As for herself, Pari is not surprised by the unflattering treatment Maman had reserved for her—not after Julien—nor is she surprised by Maman’s selective, sanitized account of her own mothering.
Lies?
And yet …
Maman had been a gifted writer. Pari has read every word Maman had written in French and every poem she had translated from Farsi as well. The power and beauty of her writing was undeniable. But if the account Maman had given of her life in the interview was a lie, then where did the images of her work come from? Where was the wellspring for words that were honest and lovely and brutal and sad? Was she merely a gifted trickster? A magician, with a pen for a wand, able to move an audience by conjuring emotions she had never known herself? Was that even possible?
Pari does not know—she does not know. And that, perhaps, may have been Maman’s true intent, to shift the ground beneath Pari’s feet. To intentionally unsteady and upend her, to turn her into a stranger to herself, to heave the weight of doubt on her mind, on all Pari thought she knew of her life, to make her feel as lost as if she were wandering through a desert at night, surrounded by darkness and the unknown, the truth elusive, like a single tiny glint of light in the distance flickering on and off, forever moving, receding.
Perhaps, Pari thinks, this is Maman’s retribution.

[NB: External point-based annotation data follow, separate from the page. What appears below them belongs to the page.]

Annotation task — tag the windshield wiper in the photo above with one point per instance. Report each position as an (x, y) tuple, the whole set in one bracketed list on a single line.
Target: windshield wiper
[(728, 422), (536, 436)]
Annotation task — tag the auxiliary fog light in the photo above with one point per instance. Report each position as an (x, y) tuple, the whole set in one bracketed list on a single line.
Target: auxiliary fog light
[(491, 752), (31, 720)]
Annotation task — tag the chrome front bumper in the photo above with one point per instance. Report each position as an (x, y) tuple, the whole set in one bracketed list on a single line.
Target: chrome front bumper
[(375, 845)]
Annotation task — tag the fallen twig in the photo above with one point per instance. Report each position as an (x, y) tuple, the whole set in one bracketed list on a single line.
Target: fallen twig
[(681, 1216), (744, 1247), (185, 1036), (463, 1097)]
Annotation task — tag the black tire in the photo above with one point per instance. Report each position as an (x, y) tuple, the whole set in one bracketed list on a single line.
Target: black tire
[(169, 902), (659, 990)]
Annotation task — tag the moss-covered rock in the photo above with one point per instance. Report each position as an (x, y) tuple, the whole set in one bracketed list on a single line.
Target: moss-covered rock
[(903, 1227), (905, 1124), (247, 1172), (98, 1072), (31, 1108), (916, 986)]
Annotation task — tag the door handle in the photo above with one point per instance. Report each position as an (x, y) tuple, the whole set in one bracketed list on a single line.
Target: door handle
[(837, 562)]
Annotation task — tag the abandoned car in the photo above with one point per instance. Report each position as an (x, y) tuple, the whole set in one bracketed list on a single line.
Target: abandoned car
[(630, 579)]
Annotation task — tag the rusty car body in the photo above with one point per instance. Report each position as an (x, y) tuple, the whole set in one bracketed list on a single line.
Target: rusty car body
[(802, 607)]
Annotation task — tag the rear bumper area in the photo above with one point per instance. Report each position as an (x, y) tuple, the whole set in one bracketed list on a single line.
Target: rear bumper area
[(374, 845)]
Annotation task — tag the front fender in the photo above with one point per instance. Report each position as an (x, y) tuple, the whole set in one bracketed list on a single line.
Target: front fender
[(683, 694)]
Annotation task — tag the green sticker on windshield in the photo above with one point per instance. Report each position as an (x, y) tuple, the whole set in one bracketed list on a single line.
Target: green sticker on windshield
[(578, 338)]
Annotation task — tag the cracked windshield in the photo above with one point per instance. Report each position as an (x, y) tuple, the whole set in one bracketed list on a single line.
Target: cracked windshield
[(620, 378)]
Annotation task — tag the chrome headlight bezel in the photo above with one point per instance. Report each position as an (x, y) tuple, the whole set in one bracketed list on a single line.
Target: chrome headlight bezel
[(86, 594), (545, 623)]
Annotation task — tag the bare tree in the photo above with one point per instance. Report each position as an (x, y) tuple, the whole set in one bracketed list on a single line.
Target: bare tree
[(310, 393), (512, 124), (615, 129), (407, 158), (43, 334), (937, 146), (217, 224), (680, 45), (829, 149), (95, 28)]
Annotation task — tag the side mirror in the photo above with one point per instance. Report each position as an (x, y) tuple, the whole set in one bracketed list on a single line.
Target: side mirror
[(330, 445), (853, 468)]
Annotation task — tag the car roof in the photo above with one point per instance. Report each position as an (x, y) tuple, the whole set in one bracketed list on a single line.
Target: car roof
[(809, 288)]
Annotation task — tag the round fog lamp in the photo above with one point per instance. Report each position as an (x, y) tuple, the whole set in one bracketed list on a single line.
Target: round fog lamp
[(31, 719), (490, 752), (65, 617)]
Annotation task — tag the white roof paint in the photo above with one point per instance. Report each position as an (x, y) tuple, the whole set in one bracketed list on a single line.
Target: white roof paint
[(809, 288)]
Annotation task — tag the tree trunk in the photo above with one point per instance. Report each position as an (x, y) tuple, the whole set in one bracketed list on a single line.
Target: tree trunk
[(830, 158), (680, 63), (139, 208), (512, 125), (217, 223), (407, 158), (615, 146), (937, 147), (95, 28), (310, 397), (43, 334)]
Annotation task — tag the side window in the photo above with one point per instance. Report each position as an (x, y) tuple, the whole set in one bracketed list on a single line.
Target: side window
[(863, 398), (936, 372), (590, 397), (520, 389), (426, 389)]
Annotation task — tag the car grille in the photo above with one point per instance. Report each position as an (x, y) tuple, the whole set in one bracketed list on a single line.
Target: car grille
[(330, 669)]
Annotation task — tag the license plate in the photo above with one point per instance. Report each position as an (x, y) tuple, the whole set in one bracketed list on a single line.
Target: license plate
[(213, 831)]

Not only for Julien but also for the disappointment that Pari has always been. Pari, who was maybe supposed to bring an end to all the drinking, the men, the years squandered making desperate lunges at happiness. All the dead ends pursued and abandoned. Each lash of disappointment leaving Maman more damaged, more derailed, and happiness more illusory. What was I, Maman?Pari thinks. What was I supposed to be, growing in your womb—assuming it was even in your womb that I was conceived? A seed of hope? A ticket purchased to ferry you from the dark? A patch for that hole you carried in your heart? If so, then I wasn’t enough. I wasn’t nearly enough. I was no balm to your pain, only another dead end, another burden, and you must have seen that early on. You must have realized it. But what could you do? You couldn’t go down to the pawnshop and sell me.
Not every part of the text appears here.